Chapitre IV : Méthodologie

4.1. Choix d’une méthode d’analyse du réel

L’objet de notre recherche nous commande d’orienter la tentative d’appréhension du réel que nous cherchons à circonscrire selon une approche méthodologique particulière. En effet, de par les intrications qu’elle noue entre le domaine professionnel et la sphère privée, entre le cadre réglementaire et l’espace d’autonomie des acteurs, entre des normes sociales et des valeurs personnelles, la question du temps et de l’espace de travail des professeurs du second degré en France nécessite, si l’on veut en saisir la complexité, d’avoir recours à une méthode d’analyse spécifique.

Nous précisons d’emblée qu’il nous paraît utile d’opter pour une démarche inductive. Nous partirons ainsi de constatations à propos du terrain professionnel et social que nous avons choisi d’observer, pour les éclairer ensuite par les concepts ou les lois aptes à en expliciter le sens.

Le type de constatation préalable auquel nous venons de faire allusion revêt deux formes que nous souhaitons articuler. Dans une première phase, nous étudierons les résultats de trois enquêtes effectuées auprès de professeurs du second degré 135 , ce qui constitue un premier ensemble ; nous pensons pouvoir rendre compte, sur la base d’un large échantillonnage et d’angles d’observations différents, de pratiques déclarées, codées selon des critères essentiellement quantitatifs. Nous ne pouvons, pour deux raisons complémentaires, faire abstraction de ce type de données dans la recherche que nous avons entrepris de mener. En premier lieu, parce que nous avons choisi de ne pas faire précéder nos entretiens d’une étape de repérage par enquête, et qu’il demeure indispensable de fonder notre démarche sur des présupposés valides, en particulier pour les thèmes que nous choisirons de retenir en vue de structurer ces entretiens.

La seconde raison qui nous semble militer en faveur d’une prise en compte de données quantitatives provenant de plusieurs sources nous est fournie par la fécondité potentielle des croisements et des comparaisons auxquels nous pourrons procéder, qu’il s’agisse, par exemple, de prendre en compte une même catégorie à des périodes différentes ou de comparer des catégories différentes sur une même période. Plus que les apparentes similitudes ou les régularités que nous pourrions être amené à constater, ce sont les zones de flou, les écarts éventuels qui retiendront notre attention. Les entretiens pourraient alors fournir des éclairages utiles à ce propos.

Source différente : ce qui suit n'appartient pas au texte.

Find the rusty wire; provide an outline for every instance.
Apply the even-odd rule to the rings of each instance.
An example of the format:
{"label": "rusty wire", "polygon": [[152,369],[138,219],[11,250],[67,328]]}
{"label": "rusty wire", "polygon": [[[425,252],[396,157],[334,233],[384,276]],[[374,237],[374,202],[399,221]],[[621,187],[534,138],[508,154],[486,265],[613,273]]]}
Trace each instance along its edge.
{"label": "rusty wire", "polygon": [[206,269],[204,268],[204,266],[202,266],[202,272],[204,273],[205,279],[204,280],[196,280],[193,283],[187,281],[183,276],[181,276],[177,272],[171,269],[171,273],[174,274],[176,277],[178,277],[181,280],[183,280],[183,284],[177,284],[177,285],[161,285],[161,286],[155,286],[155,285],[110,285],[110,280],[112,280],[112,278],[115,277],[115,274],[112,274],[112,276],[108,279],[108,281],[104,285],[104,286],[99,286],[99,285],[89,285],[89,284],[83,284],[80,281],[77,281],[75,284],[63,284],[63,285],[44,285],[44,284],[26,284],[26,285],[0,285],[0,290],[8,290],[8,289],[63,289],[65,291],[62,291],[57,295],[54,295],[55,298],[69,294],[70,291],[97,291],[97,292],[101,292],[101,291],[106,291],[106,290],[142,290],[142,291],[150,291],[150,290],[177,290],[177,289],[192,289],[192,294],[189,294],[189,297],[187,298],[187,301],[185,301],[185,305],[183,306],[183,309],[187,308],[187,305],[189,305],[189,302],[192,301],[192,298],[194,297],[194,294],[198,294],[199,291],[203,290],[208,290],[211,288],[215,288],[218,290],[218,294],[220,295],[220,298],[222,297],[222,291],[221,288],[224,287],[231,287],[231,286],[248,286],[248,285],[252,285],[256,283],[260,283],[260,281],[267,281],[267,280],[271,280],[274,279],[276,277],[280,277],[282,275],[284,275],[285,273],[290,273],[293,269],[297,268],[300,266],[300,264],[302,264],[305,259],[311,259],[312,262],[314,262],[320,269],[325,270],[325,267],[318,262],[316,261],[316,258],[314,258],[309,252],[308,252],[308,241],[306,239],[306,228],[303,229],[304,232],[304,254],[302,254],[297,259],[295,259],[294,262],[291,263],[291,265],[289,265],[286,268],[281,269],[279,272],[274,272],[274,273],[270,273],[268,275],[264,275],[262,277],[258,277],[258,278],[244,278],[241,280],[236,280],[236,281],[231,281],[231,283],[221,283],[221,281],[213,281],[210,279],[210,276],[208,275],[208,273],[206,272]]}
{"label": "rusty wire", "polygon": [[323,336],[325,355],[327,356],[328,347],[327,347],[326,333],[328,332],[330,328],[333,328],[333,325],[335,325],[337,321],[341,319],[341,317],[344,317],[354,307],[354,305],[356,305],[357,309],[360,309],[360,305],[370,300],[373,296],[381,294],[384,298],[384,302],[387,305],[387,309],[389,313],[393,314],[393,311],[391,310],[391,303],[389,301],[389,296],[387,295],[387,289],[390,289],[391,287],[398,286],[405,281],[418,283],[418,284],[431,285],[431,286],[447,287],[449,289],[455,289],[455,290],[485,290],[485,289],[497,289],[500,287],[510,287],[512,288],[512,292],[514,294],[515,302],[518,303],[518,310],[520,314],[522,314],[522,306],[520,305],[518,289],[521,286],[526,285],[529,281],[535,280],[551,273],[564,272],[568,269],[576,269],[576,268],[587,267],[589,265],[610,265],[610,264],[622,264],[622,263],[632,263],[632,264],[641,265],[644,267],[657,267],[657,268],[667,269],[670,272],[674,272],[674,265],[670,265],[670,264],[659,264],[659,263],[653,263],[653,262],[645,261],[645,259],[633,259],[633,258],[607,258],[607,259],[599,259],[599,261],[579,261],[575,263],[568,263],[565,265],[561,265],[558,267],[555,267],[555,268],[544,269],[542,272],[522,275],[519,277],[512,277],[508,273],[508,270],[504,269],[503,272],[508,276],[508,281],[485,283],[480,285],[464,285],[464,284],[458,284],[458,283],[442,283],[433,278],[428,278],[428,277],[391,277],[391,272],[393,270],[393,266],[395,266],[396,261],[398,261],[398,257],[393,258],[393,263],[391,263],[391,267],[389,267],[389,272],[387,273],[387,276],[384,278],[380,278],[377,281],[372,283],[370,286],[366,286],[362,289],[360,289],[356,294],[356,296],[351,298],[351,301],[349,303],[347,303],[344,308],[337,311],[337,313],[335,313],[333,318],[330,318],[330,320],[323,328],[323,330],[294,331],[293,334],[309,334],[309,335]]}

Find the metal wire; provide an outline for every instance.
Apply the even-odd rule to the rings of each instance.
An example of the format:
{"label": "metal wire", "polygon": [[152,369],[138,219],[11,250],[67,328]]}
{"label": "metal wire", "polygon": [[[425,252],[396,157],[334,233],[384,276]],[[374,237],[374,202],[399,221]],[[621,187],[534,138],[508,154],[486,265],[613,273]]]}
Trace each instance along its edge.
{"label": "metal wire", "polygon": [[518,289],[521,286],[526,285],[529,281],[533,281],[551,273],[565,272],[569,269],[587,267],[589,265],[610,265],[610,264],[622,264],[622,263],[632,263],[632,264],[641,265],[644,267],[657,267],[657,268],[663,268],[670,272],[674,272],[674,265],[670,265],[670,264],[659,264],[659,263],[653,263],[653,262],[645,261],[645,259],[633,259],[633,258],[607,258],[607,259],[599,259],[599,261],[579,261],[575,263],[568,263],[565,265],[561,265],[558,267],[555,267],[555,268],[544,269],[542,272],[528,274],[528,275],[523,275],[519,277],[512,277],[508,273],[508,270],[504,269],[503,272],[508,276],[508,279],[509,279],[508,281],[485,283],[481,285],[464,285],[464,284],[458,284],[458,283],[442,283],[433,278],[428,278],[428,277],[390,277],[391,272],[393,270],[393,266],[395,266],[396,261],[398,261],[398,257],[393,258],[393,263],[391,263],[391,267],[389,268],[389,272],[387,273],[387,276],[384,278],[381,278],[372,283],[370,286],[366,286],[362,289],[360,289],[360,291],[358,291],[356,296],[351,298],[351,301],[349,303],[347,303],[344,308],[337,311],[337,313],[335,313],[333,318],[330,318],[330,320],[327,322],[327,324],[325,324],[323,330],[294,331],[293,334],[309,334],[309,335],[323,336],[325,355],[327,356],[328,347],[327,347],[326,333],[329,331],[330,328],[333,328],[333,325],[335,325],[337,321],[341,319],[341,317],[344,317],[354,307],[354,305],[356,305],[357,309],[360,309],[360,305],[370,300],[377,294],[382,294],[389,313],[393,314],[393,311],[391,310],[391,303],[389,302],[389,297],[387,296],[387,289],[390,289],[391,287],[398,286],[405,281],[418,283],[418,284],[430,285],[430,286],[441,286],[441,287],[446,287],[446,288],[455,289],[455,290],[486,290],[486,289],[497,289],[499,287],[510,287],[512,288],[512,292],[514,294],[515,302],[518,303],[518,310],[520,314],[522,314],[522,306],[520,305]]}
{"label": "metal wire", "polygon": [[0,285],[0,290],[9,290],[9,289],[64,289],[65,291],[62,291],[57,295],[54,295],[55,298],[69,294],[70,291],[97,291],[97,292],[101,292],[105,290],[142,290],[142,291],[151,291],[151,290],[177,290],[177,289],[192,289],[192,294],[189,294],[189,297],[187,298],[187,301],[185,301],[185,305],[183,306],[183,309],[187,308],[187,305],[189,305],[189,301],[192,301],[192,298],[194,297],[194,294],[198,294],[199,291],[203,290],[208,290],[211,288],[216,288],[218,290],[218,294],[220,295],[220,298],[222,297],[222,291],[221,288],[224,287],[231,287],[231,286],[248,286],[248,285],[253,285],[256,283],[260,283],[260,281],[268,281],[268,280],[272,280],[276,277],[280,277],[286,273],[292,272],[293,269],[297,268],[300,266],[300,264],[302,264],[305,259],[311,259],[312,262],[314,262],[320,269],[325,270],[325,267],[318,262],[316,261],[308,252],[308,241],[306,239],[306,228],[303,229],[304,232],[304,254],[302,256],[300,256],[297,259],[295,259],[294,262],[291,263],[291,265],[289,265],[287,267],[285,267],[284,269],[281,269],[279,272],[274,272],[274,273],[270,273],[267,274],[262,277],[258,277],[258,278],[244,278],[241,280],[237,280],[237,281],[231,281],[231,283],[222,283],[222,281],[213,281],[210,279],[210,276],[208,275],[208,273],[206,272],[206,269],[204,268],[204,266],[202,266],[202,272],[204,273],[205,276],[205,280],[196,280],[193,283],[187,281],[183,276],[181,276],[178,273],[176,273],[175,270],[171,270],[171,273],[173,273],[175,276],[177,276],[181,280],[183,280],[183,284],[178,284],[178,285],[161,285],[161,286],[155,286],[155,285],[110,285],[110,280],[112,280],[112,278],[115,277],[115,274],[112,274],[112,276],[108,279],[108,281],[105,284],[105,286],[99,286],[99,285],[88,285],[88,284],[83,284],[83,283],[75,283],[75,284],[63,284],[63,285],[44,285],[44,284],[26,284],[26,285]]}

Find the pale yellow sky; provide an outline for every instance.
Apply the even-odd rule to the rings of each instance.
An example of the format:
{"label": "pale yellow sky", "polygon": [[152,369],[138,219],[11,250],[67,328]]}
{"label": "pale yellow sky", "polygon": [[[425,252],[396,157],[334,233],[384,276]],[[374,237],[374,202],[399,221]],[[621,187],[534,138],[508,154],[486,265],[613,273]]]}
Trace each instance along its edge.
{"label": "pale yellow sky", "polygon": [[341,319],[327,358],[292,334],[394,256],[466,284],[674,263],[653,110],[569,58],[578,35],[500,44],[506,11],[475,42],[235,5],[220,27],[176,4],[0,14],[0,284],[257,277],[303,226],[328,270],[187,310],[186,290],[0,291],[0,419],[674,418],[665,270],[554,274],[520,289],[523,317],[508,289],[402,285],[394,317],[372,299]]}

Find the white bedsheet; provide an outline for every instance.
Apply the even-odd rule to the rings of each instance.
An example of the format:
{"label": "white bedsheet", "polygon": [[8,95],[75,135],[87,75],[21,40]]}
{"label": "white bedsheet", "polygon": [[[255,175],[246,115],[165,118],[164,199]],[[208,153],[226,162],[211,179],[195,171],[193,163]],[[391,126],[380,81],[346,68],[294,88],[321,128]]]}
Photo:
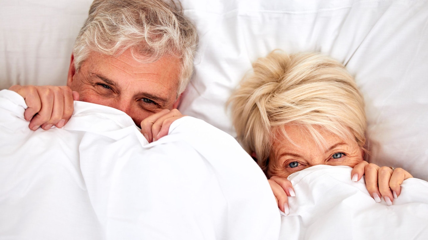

Dans une seconde étape, nous procèderons donc à une série d’entretiens de typesemi-directif ; cette démarche qualitative est censée nous permettre de saisir avec plus de finesse ce qui est sous-jacent aux pratiques que les professeurs déclarent - collectivement 136 - mettre en œuvre. Nous postulons que ce mode d’approche de l’objet de recherche peut favoriser l’élargissement du corpus d’informations existant en y introduisant des données ou des variables inédites.

Notes
135.

« Les débuts dans le métier des enseignants du second degré. Bilan des six premières années d’insertion. (1993-1996) », « Temps de travail des enseignants du second degré en 2002 »,Direction de la Programmation et du Développement (DPD) du Ministère de l’Education nationale, et une enquête (E3) issue du champ de la recherche et réalisée en 1992 à l’I.R.E.D.U. « à partir d’un échantillon de professeurs des collèges du département de la Côte D’Or ».

136.

La collecte de données à visée quantitative peut induire chez les personnes interrogées, nous le postulons, la production de réponses marquées par le sentiment d’appartenance à un collectif, à un corps social. Ce comportement peut avoir deux versants liés : la référence implicite à une norme interne médiane, culturellement acceptable dans le groupe auquel le sujet appartient ; la référence implicite à une norme sociale plus large qui légitime, aux yeux du sujet, la pratique de son groupe au regard de celles d’autres groupes sociaux. Ces remarques peuvent s’appliquer dans le cas où le sujet abordé est plus délicat ; c’est sans doute le cas du travail enseignant sous ses aspects temporel et spatial.